On this particular day, we got into a heated debate in the room. Not me per se, but the people in the room. I was just in the house to grab a drink but the ferocity of the words being exchanged caught my attention and I stood back and stayed. I disagreed with most of them, in fact all of them, at least in one way or the other. There was a moment of silence at one point, everyone taking stock of what had been said, family relations, professional ties made them stutter for a second.
I spoke up and went on a rant. Perhaps because they had already said too much, they didn't say much. I weaved a tale, and as my own thoughts progressed while I spoke, as they do usually while one is debating off the cufff, I reached a conclusion in my head which I could not ignore. I stuttered, I had to say it, but I didn't know the reaction I would get. I was young- and the emotions of others are usually a passing thought at that ago- so I gave it no heed and said what I thought was logical as per the thought process I had just laid out.
"... we will be lucky if Pakistan exists in five years time"
Out of nowhere, I felt a slap hit my face. My dad had gotten up at some point, had ended up next to me for some water and had listened standing next to me. I remember that slap stinging harder than many others- it had a force to it i had never felt from my dad. The elders in the room started talking amongst themselves, some of the younger kids that had been leaning into the room giggled and I walked away feeling miserable.
Eleven years on, my words still sting. But they are truer today than ever before.

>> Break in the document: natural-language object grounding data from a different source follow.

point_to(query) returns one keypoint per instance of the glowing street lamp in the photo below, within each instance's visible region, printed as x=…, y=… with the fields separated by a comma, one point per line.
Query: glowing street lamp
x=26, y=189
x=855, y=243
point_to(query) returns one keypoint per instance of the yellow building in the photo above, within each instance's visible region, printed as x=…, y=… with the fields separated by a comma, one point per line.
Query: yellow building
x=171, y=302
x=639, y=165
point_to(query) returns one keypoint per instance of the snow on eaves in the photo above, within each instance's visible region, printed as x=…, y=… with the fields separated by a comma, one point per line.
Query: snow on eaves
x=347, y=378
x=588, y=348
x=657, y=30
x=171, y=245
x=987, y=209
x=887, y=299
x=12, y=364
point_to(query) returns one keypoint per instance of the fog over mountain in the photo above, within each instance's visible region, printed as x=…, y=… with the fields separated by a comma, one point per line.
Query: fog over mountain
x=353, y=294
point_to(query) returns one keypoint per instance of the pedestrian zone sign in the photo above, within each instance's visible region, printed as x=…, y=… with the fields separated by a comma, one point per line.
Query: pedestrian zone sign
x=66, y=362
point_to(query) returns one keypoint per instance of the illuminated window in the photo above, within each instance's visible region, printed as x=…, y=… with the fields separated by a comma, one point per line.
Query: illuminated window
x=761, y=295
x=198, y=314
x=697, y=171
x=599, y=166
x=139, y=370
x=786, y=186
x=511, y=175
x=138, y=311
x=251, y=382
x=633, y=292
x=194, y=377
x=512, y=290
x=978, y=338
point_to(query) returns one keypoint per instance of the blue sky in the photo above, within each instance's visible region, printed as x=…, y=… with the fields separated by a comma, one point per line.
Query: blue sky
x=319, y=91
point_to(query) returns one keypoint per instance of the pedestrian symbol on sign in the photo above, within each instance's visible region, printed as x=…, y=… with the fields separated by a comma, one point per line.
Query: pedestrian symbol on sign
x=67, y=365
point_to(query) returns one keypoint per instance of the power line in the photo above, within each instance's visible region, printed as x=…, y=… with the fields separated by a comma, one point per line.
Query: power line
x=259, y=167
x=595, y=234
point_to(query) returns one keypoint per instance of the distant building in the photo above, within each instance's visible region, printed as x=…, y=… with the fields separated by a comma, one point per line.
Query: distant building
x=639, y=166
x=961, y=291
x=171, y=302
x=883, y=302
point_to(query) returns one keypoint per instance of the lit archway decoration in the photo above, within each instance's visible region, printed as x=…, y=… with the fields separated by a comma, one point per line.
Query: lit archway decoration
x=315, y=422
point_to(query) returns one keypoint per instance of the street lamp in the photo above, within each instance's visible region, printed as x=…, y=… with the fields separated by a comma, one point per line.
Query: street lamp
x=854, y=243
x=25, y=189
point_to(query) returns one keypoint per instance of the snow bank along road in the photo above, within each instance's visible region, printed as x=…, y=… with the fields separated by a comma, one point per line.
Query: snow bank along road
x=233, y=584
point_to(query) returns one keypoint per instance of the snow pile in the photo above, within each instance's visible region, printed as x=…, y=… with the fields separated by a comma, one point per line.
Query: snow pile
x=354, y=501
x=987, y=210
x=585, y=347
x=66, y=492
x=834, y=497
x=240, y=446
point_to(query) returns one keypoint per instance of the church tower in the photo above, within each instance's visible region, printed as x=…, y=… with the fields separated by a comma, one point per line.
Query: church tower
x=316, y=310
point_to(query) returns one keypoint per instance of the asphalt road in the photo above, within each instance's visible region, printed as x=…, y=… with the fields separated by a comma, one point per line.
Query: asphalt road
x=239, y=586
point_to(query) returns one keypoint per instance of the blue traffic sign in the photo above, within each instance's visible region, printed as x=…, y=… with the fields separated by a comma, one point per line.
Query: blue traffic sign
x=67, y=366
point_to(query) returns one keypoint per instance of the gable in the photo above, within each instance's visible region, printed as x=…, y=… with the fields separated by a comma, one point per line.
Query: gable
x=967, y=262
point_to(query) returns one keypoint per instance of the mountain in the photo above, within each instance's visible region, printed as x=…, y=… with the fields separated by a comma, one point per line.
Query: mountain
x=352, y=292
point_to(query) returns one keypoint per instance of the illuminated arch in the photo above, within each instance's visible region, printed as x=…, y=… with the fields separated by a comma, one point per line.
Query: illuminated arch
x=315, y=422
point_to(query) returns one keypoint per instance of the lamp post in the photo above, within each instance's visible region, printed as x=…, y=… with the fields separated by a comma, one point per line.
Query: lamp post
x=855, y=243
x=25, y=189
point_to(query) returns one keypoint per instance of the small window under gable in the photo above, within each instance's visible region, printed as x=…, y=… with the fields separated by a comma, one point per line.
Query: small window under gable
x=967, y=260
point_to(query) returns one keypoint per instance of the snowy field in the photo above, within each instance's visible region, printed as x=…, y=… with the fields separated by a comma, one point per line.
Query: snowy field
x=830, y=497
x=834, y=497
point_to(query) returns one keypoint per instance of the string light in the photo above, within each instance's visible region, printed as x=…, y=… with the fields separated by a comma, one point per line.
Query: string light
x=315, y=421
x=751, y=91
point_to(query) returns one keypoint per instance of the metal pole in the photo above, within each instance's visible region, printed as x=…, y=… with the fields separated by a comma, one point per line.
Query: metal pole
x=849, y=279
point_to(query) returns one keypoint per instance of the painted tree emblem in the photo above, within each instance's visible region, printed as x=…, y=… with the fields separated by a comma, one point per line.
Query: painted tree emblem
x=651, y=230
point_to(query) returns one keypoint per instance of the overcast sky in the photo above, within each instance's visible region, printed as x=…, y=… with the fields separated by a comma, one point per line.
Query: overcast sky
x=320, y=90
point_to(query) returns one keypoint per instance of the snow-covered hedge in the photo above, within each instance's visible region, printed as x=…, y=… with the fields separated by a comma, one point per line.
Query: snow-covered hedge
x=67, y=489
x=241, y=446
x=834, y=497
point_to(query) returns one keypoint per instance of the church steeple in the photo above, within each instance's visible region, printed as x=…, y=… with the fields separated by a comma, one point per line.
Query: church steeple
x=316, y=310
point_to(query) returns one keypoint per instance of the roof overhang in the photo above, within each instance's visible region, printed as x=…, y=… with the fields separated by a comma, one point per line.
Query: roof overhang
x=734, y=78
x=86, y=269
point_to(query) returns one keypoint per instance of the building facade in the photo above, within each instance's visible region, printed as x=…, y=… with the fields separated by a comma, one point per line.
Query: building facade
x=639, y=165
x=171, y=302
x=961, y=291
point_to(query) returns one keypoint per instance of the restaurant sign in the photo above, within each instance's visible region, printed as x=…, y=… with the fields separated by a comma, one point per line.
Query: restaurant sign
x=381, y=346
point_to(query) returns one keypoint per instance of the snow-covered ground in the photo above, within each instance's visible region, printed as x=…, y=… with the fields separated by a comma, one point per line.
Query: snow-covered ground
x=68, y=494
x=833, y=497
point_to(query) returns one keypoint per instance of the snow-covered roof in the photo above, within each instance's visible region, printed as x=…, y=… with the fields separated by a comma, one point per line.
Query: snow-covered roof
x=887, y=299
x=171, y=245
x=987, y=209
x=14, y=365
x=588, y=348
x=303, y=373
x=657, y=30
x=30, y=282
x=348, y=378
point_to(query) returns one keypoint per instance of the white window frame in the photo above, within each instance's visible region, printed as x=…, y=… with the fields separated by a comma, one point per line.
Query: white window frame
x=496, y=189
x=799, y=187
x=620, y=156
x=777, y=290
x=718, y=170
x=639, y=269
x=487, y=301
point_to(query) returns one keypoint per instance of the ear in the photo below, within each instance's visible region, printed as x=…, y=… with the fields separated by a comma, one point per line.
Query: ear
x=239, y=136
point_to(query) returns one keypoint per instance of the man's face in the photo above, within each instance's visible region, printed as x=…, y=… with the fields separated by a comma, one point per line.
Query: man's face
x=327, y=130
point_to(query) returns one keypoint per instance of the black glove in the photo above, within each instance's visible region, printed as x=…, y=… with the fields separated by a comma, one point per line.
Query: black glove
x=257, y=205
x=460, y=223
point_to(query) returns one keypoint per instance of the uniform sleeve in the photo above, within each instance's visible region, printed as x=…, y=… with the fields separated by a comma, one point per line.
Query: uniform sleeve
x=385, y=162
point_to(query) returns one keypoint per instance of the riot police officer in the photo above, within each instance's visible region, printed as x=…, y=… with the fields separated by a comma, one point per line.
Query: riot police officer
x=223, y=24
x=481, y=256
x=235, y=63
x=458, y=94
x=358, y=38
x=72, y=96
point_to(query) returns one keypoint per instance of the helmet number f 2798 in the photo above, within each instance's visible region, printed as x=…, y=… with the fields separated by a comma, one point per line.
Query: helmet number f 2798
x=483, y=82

Somehow, I do not think I will be sidelined in that room again, or that my dad will admonish me in the same manner this time around.
Its funny that theoretical exercises carried out by foreign governments within the confines of their training rooms wake Pakistanis up more than the truth which is all around us (Link) - that we are disintegrating as a nation, with no one holding us back. There is no unity amongst us, we are Punjabis or Sindhis much before we are Pakistani. I hear Sawat, Parichnar, Hangu, Peshawar, Balochistan, Lahore, Karachi- I never hear Pakistan. I wouldn't have noticed it because I know these places, but ask an Indian or a Bengali or a Egyptian or a Syrian or an Iranian or a Filipino- they will never say Aleppo or Cairo or Kerala or Manila first. Pride has dissipated from our history.
The educated of our nation decide to leave the nation days after they first experience the winds of the West. Back home, these people are derided as having left for women, alcohol and general malaise- but thats not true. They leave because once they step out of Pakistan they see for the first time in their life, the whole world going one way and Pakistan descending into another. They equate themselves with the rest of the world, because just as the rest of the world, they too want to improve, become better. But when they picture themselves with this attitude within their own nation, they are left with no choice but to consider a parting of ways. And so it is that Pakistan has lost its most ambitious people, its most educated youngsters- its promise has left, leaving behind a wilting population too un/miseducated to understand the game being spun around them, too power-less to have their voice heard, and too stupid to realize that someone is stealing from them again and again and again.
Chaos is Pakistan. Even the best of days here is the saddest of days somewhere else in the world. And many Pakistanis realize now that it will become much worse, and no one profers a caveat of 'before it gets better" anymore.
For me personally, this collapse, when it comes - if it comes, because as a human i still do hold a sliver of blind hope- will be earth-shattering. It will siganl the end of everything that has defined four generations of my family. It will be the end of one part of my identity, no matter how many times I will scream it in people's faces, it will not make sense to them, I will be a refugee who got out while the going was good. My children will call themselves Canadian, they will hide the fact that once their families used to belong to a nation that chose to kill itself. 60 years on, we will be whittled down to a paragraph in a history book.
Insignificance- that is why those words stung so hard when they were uttered by a 16 year old to a group of grown men.
They sting me too, I swallow before I say them too, but the truth is we will wither away in history, a blimp in the cosmos, overtaken by time- insignificant in our existence and forgotten in the annals of history.